Mapping against Ray Data Co

Open follow-ups

Sponsorship

This video was production-funded by Amplify Partners, a venture capital firm — the funding was disclosed at the time of publication and surfaces explicitly in the closing exchange with Leysa Lee, an Amplify Partners principal who completed her PhD on the theoretical side of deep learning.
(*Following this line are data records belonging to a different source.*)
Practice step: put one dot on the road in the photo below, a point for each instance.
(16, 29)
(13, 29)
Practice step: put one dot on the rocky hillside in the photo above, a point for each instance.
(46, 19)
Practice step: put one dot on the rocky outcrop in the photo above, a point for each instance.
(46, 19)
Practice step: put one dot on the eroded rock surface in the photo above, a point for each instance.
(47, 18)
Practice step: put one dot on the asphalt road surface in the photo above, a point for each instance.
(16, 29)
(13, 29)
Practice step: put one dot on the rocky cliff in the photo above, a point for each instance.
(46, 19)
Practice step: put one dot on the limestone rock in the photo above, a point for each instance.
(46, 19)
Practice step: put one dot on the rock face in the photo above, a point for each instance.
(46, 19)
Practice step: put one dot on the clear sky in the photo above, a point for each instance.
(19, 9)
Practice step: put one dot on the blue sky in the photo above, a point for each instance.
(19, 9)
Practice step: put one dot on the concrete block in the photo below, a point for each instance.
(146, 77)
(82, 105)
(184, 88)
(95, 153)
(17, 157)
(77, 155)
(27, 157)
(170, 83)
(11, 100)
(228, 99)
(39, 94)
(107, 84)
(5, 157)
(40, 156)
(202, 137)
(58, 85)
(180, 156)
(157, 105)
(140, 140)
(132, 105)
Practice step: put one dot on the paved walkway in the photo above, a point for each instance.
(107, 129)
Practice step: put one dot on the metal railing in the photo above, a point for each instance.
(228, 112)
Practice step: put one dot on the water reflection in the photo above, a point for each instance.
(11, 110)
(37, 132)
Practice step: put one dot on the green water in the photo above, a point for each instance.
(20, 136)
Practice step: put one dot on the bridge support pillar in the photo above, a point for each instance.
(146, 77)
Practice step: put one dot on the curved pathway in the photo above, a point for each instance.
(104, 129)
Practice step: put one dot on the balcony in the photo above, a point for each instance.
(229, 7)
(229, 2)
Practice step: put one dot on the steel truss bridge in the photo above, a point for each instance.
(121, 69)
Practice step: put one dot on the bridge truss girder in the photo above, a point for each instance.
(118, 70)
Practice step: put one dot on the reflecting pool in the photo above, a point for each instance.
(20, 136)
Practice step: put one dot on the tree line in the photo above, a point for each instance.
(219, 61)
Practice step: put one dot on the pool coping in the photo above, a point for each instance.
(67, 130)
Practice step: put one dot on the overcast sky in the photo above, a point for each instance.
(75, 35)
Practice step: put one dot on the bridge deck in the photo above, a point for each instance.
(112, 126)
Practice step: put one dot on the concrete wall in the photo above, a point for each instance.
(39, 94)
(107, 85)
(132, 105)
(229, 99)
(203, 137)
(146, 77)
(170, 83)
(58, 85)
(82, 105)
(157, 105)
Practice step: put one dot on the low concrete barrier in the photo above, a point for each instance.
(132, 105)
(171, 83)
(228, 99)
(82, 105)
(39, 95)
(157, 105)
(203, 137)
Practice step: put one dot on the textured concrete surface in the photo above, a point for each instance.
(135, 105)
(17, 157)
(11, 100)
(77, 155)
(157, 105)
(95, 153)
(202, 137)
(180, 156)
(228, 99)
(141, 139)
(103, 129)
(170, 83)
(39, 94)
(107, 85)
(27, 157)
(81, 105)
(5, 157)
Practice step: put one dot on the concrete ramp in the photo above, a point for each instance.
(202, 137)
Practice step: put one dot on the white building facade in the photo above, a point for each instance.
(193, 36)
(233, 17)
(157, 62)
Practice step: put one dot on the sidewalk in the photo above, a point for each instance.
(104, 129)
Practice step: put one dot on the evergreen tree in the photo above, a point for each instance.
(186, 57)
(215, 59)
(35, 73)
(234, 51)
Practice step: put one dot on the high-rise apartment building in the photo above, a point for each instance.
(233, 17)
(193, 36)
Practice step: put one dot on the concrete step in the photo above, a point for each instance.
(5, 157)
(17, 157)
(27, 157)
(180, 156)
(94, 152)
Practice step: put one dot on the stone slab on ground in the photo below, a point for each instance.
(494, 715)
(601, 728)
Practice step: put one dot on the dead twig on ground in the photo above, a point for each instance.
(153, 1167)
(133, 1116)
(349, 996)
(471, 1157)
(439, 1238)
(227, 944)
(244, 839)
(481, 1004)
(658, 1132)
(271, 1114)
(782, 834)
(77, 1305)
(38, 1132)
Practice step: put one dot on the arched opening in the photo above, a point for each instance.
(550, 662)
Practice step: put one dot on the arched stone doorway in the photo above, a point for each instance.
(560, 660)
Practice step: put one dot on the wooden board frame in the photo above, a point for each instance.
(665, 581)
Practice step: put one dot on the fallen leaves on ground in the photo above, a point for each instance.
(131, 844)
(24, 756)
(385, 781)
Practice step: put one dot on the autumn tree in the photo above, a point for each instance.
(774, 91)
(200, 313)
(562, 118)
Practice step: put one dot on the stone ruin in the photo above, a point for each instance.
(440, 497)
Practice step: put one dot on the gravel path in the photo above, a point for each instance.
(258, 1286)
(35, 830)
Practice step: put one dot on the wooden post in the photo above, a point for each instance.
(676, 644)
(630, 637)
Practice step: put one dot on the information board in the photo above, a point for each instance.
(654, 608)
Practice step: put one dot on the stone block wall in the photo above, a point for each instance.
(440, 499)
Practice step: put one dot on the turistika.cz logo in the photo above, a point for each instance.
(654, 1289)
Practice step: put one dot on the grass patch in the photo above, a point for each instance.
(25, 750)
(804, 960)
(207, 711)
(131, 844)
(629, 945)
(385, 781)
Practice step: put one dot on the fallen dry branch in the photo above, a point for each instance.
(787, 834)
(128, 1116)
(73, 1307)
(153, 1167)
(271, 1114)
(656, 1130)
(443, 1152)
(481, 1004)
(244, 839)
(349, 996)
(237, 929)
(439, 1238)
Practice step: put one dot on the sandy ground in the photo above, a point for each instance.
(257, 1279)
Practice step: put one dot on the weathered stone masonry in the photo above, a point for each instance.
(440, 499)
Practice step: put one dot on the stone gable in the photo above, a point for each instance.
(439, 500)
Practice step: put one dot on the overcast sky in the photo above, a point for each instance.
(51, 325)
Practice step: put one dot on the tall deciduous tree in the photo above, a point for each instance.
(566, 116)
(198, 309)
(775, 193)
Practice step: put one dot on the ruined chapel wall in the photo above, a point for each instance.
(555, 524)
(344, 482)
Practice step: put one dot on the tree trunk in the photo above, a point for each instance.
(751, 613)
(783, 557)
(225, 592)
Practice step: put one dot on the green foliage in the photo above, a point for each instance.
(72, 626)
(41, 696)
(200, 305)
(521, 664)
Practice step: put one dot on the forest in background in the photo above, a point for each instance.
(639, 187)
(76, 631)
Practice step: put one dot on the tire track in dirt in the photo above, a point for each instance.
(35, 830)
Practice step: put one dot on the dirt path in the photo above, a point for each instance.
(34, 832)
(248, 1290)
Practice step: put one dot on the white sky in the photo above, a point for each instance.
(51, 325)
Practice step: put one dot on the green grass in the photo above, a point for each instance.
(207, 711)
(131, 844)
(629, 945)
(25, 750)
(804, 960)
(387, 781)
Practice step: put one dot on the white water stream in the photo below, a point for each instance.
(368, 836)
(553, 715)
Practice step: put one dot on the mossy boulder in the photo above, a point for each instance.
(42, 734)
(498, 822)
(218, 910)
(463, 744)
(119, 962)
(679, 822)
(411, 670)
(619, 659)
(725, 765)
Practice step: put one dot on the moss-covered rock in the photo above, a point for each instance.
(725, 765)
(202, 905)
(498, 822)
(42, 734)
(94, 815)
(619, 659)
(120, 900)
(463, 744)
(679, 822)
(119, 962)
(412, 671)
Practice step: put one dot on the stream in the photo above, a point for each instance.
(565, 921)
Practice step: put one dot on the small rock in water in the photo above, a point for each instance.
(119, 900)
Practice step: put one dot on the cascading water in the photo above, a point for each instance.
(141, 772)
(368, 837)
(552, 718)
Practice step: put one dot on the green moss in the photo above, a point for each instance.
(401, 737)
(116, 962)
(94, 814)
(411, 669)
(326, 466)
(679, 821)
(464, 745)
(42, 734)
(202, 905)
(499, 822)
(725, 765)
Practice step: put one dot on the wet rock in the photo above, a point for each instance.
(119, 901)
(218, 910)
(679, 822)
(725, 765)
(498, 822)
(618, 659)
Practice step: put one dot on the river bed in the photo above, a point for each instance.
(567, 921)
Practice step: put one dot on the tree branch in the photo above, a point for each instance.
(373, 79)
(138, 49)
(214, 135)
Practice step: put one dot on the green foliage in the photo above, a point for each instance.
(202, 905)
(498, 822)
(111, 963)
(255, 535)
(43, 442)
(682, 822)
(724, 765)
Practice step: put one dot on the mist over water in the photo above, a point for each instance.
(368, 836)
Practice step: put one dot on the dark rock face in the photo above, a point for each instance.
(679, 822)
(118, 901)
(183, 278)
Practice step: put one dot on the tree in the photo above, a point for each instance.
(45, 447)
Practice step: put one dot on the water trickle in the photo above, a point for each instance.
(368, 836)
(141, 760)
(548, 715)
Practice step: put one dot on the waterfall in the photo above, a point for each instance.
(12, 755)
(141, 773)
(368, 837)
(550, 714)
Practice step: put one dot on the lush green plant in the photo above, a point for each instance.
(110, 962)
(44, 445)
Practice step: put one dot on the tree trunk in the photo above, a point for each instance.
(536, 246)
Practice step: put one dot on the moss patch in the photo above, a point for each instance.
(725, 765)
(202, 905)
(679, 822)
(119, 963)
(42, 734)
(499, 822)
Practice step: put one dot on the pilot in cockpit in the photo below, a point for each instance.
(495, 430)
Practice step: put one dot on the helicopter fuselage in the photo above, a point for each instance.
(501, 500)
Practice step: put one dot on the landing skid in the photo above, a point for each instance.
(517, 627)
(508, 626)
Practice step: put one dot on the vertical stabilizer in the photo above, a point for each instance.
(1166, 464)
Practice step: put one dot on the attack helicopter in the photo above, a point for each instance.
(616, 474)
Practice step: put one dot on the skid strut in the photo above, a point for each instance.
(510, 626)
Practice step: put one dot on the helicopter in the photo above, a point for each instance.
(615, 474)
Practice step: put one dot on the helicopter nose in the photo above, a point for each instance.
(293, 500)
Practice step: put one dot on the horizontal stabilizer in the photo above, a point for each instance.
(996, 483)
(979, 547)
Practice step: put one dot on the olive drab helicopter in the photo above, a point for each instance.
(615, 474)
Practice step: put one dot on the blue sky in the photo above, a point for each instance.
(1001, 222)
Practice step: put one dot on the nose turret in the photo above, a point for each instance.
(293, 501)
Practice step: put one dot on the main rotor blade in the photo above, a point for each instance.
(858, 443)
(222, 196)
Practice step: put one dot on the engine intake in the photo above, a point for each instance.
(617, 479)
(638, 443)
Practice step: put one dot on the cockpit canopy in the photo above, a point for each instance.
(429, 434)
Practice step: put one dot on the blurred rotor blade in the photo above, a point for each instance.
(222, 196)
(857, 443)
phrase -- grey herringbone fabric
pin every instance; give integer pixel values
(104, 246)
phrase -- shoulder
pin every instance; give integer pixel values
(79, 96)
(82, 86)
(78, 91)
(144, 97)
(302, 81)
The Amplify funding is structurally similar to a corporate sponsorship of a PBS documentary: it underwrites the production cost without dictating editorial content, and the closing interview is the closest thing to an “ad read.” The mathematics, the pedagogical framing, the choice of MNIST as the example, the sigmoid-vs-ReLU technical caveat — all are Grant’s standard editorial choices and the video would read identically without the Amplify branding. Treat as disclosed production-underwriting, not paid placement, and not author-aligned promotion (Amplify is third-party). The video does not pitch any Amplify portfolio company. Sponsorship surface = clean.